Sos Consommateur dénonce une manipulation des chiffres concernant la fraude sur l’électricité
Selon Me Massokhna Kane, président de l’organisation de défense des consommateurs Sos Consommateur, cette dernière accuse la Société Nationale d’Électricité, la Senelec, de manipuler depuis plus d’une décennie les statistiques liées à la fraude sur l’électricité. Il affirme que la société ne fournirait pas des données sincères et transparentes concernant cette problématique, ce qui soulève de sérieuses questions quant à la crédibilité des chiffres qu’elle publie régulièrement.
Les représentants de Sos Consommateur affirment avoir détecté de multiples incohérences dans les statistiques avancées par la Senelec sur la fraude. Ces divergences concernent principalement la façon dont la société aurait modifié ses chiffres pour donner une image moins alarmante de la situation.
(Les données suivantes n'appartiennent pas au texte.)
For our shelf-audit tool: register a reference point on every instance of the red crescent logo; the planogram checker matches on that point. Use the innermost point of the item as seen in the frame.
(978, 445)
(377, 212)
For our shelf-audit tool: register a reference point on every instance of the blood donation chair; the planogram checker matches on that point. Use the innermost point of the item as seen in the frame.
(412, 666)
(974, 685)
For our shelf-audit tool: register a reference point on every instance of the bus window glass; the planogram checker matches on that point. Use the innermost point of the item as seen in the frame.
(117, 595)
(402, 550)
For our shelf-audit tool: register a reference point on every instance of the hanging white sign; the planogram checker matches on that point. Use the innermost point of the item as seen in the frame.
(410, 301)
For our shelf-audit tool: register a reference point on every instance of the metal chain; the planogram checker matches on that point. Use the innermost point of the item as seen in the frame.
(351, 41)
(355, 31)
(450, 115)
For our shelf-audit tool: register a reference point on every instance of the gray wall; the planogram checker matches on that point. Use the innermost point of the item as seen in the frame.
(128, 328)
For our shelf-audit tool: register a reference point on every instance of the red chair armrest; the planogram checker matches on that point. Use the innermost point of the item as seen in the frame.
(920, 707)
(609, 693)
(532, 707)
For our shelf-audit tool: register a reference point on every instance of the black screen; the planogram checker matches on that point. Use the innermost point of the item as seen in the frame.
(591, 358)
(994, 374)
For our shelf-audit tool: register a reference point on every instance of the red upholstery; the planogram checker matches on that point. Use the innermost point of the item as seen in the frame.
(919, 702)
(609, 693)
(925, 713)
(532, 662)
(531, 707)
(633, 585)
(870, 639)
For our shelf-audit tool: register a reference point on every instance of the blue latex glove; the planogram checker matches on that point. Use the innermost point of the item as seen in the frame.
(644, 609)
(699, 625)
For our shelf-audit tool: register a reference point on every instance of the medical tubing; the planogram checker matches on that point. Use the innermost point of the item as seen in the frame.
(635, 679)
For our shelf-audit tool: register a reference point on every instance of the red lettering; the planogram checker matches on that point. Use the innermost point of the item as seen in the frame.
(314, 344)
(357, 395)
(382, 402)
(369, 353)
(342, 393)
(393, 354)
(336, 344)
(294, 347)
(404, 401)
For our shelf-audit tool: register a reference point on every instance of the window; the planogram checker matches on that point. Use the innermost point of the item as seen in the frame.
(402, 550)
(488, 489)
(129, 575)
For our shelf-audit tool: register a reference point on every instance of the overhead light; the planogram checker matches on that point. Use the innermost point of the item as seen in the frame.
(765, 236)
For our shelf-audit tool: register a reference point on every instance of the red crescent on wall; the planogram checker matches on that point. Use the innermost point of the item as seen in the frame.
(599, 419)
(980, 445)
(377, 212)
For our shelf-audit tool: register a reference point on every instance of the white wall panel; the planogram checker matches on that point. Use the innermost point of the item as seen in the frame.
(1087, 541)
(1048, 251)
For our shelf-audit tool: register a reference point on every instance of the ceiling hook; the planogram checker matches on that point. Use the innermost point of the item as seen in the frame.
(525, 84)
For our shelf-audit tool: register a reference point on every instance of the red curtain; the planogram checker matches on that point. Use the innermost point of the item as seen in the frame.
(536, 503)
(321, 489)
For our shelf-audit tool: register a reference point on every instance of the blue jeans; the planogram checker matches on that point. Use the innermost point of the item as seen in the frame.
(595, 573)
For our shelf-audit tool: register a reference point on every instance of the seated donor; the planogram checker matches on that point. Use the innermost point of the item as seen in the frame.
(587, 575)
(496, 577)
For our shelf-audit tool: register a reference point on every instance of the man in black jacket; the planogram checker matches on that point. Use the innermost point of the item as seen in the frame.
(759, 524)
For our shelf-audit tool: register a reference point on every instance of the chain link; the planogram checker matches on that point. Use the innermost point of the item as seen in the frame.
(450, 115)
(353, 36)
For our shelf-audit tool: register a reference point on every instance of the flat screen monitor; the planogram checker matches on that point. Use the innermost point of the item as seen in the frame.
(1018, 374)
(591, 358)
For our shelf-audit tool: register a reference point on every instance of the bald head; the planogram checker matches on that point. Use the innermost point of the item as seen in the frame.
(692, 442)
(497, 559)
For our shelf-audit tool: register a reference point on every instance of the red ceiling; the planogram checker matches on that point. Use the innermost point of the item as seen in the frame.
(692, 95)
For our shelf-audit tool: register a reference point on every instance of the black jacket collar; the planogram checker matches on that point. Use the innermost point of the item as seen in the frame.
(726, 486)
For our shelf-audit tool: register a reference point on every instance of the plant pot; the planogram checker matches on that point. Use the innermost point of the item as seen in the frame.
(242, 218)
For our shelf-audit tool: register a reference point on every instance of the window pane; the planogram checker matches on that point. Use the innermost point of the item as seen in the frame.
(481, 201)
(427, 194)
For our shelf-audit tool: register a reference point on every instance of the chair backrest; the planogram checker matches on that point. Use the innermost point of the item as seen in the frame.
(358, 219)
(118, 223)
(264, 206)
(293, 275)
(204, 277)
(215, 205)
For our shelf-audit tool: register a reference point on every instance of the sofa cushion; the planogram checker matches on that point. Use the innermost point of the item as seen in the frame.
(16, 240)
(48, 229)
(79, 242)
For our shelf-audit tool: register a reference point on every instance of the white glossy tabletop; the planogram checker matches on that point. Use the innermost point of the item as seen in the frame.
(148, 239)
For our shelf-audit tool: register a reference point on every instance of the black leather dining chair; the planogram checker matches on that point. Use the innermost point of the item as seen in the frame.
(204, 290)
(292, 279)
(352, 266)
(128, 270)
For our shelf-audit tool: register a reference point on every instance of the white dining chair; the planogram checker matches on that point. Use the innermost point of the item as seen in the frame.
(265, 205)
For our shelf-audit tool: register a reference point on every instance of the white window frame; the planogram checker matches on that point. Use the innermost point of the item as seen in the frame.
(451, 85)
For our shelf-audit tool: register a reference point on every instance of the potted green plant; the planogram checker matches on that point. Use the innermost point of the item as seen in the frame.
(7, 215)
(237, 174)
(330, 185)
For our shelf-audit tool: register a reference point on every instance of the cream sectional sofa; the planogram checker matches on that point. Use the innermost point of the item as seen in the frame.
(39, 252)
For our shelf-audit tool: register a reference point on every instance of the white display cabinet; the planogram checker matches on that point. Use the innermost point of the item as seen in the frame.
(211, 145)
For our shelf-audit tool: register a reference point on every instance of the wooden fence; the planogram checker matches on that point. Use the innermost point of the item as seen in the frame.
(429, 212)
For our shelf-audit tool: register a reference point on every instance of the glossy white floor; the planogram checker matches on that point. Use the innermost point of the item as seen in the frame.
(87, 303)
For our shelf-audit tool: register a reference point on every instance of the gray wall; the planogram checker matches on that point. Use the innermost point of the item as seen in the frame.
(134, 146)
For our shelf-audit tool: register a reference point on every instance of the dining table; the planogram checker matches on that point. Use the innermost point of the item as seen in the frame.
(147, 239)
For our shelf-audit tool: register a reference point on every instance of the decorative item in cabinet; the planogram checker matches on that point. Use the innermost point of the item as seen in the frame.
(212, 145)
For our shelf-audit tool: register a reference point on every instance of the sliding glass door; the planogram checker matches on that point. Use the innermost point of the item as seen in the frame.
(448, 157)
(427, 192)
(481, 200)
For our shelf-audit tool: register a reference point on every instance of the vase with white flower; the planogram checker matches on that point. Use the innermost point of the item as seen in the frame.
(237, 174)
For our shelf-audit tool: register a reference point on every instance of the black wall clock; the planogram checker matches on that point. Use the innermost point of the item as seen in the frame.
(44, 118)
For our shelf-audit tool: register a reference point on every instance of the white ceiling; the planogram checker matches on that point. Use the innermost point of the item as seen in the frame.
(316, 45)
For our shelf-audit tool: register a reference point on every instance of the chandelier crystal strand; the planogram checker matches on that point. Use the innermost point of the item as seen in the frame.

Ainsi, de 2014 à 2024, la Senelec aurait modifié ses estimations des pertes dues à la fraude, passant d’une perte annuelle comprise entre 20, 25 et 27 milliards de francs CFA, à une projection avoisinant désormais les 100 milliards pour l’année 2024, laissant entendre une aggravation très suspecte de la situation.
Les déclarations et accusations de la Senelec
Dans un communiqué, Sos Consommateur mentionne qu’en juin 2014, lorsque la société avait lancé une vaste campagne nationale contre le vol d’électricité, elle avait pris comme exemple le quartier de Grand Médine, dénonçant ce secteur comme étant une «niche de vol d’électricité». La société avait alors avancé que le préjudice subi représentait environ 9% de son chiffre d’affaires, soit près de 25 milliards de francs CFA. Cependant, cette accusation restait non étayée par des preuves concrètes.
Malgré plusieurs demandes, Sos Consommateur affirme avoir été incapable d’obtenir la moindre preuve tangible de la part de la Senelec pour soutenir ces accusations.
Les résultats d’une enquête indépendante
Ce n’est qu’après avoir mené leurs propres investigations, en s’appuyant notamment sur des documents internes de la Senelec, que les membres de Sos Consommateur ont découvert une réalité bien différente. Entre 2010 et 2013, ils ont recensé 8 233 cas de fraude sur une période de trois ans, pour un montant total de 2,194 milliards de francs CFA. Parmi ces cas, cinq industriels étaient responsables d’environ un milliard de francs CFA. Ces données, qui sortent des analyses internes, contredisent fortement la version officielle et les chiffres annoncés par la société d’État.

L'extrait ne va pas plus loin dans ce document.